Wenn die Mutter mit dem Sohne

Vorarlberg / 10.01.2018 • 21:07 Uhr
Sohn Robert überlässt seiner Mutter Ingeborg die erste Reihe. Die 82-Jährige steigt aktiv ins Berufsleben ein. VN/Paulitsch
Sohn Robert überlässt seiner Mutter Ingeborg die erste Reihe. Die 82-Jährige steigt aktiv ins Berufsleben ein. VN/Paulitsch

Die 82-jährige Ingeborg Entringer übernimmt das Geschäft ihres Sohnes, der in Pension ging.

Lustenau Von Entringer zu Entringer: Dass ein kleines Familienunternehmen von einer Generation an die nächste übergeben wird, entspricht einer allgemein nachvollziehbaren Logik. Die Eltern übergeben an die Kinder. Bei Ingeborg und Robert Entringer verhält sich das freilich anders. Dort ging der Sohn mit Ende des Jahres in Pension. Sein Nachfolger als Geschäftsinhaber ist allerdings nicht eines seiner zwei Kinder, sondern die Mutter. Ingeborg, 82, tritt den Abschied vom Ruhestand an, während Robert, 62, sich in eben jenen verfügt.

Zuerst nur Helferin

„Bischt a närsch Hänn“, habe ihr unlängst ein Ober gesagt, schmunzelt die rüstige Dame. Dabei ist das, was für Außenstehende kurios erscheint, für Ingeborg Entringer die selbstverständlichste Sache der Welt. „Ich habe meinem Sohn schon vorher im Geschäft oft geholfen. Jetzt, wo er in Pension ging, wäre mir langweilig geworden. Also beschloss ich, das Geschäft zu übernehmen.“ Den Sohn überrascht dieser Schritt nicht. „Mama macht das gerne. Und da wir keinen geeigneten Nachfolger fanden, übernimmt nun sie.“

Eingespieltes Team

Das Fotogeschäft Nipp, einer der ältesten Kleinhandelsbetriebe in Lustenau, ist für Ingeborg freilich weit mehr als nur ein Geschäft. Es ist Herzblut und Lebenssinn. „Mein Vater gründete den Betrieb im Jahre 1920. Ich habe 1949 begonnen, ihm zu helfen. Als Ingeborgs Mann, Robert Entringer, 1979 verstarb, trat Sohn Robert dessen Nachfolge an. Der hatte sich seine Sporen zuvor als Fotografenmeister in Wien und Liechtenstein verdient und ging mit vollem Tatendrang ans Werk.

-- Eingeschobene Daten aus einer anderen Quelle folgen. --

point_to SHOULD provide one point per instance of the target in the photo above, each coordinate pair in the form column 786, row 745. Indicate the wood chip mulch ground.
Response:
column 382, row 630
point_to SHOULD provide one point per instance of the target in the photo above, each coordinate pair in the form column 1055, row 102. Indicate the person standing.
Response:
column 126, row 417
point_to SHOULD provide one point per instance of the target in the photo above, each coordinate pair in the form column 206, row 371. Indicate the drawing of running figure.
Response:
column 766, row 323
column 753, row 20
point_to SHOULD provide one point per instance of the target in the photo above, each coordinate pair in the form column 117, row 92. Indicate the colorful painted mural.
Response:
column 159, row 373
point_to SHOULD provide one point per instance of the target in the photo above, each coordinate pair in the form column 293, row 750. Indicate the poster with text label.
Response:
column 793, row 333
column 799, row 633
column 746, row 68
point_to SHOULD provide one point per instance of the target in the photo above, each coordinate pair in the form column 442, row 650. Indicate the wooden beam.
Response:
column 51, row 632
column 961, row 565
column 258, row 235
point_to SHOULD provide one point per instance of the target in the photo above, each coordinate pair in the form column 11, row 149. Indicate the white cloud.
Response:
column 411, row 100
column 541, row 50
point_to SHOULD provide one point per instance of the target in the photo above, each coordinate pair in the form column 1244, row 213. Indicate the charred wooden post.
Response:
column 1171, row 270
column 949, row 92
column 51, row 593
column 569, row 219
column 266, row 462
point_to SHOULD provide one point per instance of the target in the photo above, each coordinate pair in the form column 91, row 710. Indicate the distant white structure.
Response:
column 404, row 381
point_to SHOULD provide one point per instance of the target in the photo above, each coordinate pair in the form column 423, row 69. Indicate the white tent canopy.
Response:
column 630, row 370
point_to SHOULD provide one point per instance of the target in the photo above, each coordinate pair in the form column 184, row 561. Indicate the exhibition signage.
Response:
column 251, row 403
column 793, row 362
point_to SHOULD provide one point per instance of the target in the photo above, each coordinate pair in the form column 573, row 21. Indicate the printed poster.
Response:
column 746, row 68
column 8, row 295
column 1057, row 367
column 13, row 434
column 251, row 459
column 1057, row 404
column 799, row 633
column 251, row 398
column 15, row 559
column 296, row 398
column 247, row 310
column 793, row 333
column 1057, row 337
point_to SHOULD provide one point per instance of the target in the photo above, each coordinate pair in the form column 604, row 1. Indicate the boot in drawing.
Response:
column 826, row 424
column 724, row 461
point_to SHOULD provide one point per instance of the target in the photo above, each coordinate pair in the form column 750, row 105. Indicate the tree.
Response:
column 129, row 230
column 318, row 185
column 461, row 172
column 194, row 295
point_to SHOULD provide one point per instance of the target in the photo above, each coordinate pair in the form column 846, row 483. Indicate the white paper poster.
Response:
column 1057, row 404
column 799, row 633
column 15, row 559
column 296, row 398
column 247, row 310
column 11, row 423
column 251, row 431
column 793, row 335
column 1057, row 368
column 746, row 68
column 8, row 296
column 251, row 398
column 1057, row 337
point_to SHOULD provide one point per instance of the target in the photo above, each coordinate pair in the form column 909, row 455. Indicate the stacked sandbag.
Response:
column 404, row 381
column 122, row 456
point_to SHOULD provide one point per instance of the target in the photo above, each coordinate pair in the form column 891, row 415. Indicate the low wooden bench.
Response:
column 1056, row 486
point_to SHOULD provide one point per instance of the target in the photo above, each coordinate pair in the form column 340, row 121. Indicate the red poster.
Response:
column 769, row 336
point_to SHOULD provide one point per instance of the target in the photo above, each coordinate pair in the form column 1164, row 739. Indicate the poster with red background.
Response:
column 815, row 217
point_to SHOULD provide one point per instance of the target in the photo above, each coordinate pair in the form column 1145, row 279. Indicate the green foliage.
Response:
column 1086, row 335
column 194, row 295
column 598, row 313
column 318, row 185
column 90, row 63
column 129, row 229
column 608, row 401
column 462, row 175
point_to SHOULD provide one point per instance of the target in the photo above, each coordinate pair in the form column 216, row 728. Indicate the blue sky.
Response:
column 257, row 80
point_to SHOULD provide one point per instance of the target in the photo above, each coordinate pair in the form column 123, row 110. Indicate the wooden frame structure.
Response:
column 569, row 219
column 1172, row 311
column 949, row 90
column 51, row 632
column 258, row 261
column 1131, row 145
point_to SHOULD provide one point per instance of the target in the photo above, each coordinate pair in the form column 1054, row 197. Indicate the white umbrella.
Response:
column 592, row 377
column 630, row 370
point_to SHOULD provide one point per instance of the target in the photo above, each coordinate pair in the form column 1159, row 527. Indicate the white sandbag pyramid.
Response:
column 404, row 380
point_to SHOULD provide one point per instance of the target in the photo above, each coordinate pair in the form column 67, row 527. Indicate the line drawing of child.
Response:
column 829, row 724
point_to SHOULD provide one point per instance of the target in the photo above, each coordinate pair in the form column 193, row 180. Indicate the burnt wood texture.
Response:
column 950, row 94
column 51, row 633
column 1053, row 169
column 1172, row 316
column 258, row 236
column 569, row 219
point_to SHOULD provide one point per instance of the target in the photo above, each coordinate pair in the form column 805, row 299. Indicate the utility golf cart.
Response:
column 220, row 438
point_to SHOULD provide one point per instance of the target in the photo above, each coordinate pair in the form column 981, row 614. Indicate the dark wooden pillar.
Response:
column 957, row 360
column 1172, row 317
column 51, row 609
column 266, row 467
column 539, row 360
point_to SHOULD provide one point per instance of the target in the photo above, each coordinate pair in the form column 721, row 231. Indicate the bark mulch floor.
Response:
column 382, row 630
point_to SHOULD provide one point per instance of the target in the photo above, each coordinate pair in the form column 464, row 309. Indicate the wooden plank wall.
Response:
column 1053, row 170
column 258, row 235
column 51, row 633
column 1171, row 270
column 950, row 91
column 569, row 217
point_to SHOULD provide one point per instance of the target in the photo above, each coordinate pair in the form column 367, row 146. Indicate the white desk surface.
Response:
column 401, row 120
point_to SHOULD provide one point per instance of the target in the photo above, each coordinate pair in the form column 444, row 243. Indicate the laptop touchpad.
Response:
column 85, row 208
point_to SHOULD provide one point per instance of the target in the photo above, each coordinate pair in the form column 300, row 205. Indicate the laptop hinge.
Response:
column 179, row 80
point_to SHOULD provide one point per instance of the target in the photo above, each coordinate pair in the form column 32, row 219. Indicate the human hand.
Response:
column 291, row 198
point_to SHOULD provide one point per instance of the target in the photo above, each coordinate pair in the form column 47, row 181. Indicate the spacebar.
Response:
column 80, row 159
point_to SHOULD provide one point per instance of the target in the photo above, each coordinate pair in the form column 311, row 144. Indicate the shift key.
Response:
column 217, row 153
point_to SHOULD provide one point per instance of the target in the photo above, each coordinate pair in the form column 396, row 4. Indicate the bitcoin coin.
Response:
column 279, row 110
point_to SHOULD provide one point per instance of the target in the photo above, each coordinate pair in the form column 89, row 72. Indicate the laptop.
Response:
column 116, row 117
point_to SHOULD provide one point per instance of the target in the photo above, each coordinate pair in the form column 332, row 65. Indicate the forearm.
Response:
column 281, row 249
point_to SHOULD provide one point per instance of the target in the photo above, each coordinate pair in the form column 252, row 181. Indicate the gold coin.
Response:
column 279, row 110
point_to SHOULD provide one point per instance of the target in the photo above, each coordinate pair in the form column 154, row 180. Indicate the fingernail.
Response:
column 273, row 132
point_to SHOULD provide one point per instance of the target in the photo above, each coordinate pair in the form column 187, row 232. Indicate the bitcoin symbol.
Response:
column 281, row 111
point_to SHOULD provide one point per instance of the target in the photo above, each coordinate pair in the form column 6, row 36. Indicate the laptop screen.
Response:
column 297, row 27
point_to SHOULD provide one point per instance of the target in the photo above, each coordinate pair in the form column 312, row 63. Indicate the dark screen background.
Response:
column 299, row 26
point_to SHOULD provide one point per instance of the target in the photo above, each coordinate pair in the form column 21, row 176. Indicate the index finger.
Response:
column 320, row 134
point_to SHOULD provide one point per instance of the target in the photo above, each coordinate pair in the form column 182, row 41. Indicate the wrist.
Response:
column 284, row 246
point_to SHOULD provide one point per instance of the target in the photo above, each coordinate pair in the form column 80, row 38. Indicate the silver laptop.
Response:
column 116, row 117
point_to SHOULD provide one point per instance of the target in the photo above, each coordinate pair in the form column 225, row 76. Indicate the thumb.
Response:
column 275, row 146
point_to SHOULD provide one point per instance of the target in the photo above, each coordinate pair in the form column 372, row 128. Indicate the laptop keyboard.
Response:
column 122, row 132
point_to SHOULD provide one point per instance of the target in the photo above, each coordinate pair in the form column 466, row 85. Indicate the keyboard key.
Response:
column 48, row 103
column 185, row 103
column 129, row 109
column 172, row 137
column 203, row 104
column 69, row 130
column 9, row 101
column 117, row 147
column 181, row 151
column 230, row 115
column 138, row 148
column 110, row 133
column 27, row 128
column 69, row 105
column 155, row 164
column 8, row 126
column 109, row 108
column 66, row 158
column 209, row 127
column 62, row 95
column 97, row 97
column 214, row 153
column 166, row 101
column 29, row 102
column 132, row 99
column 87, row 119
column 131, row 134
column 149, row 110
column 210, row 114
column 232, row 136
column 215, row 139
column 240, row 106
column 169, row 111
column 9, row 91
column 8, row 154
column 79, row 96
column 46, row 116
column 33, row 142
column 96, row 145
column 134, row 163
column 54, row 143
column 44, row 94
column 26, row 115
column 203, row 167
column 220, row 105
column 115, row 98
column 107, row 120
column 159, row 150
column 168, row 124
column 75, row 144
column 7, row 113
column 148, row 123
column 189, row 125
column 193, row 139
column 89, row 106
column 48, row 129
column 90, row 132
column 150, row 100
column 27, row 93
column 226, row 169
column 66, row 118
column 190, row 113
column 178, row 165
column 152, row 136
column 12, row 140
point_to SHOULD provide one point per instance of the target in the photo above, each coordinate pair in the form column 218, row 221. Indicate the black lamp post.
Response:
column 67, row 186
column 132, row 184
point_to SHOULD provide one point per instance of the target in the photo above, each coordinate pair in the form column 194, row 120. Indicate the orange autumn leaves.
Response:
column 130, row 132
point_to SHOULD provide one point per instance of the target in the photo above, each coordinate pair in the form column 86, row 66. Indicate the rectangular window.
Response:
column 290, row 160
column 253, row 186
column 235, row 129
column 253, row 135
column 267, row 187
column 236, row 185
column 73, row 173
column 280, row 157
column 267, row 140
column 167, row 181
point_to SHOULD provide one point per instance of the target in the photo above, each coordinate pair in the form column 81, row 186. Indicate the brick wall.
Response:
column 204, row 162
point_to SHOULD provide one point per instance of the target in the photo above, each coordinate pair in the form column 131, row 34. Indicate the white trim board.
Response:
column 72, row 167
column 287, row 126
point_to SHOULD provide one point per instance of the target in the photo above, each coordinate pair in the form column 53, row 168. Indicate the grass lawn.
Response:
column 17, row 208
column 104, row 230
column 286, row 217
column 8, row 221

Mutters Respekt ist Robert gewiss. „Er hat Großartiges geleistet. Vor Jahren, als es die heutige Bearbeitungstechnik noch nicht gab, war handwerkliches Können gefragt. Da konnte Robert zeigen, was er kann.“ Der Neo-Pensionist hört sich das Lob der Mutter genüsslich an. Er gibt die Wertschätzung zurück. „Meine Mutter war immer zur Stelle, wenn es im Geschäft eng wurde und ich Hilfe brauchte. Sie hat mich auch vertreten, wenn ich mal freinehmen wollte.“

Gesellin

Robert und seine Mutter Ingeborg waren viele Jahre lang ein eingespieltes Team. „Wir konnten uns total aufeinander verlassen und haben immer perfekt miteinander harmoniert“, sagt die umtriebige Neo-Geschäftsführerin unter zustimmendem Nicken ihres Sohnes. Gerne erinnert sie sich aber auch an die Zeiten zurück, als Foto Nipp noch mehr Beschäftigte hatte. „In der Blüte des Geschäfts hatten wir sieben Angestellte“, betont Ingeborg Entringer.

Während sich Robert nun auf viel Zeit für seine Hobbys Segeln, Skifahren und Jagen freut, ist seine Mutter nicht weniger frohgemut. Für sie, die als Fotografin immerhin die Gesellenprüfung absolviert hat, ist der offizielle Berufseintritt mit der Ausübung ihres liebsten Hobbys gleichzusetzen. „Ich werde mich auf unser Kerngeschäft konzentrieren und vor allem Passfotos und Porträts machen“, kündigt Ingeborg Entringer an.

Wenn es nur irgendwie geht, will die rüstige Ex-Pensionistin zumindest bis 2020 das Geschäft weiterführen. „Ich möchte auf alle Fälle den 100. Geburtstag unseres Familienunternehmens feiern“, freut sich Entringer schon jetzt.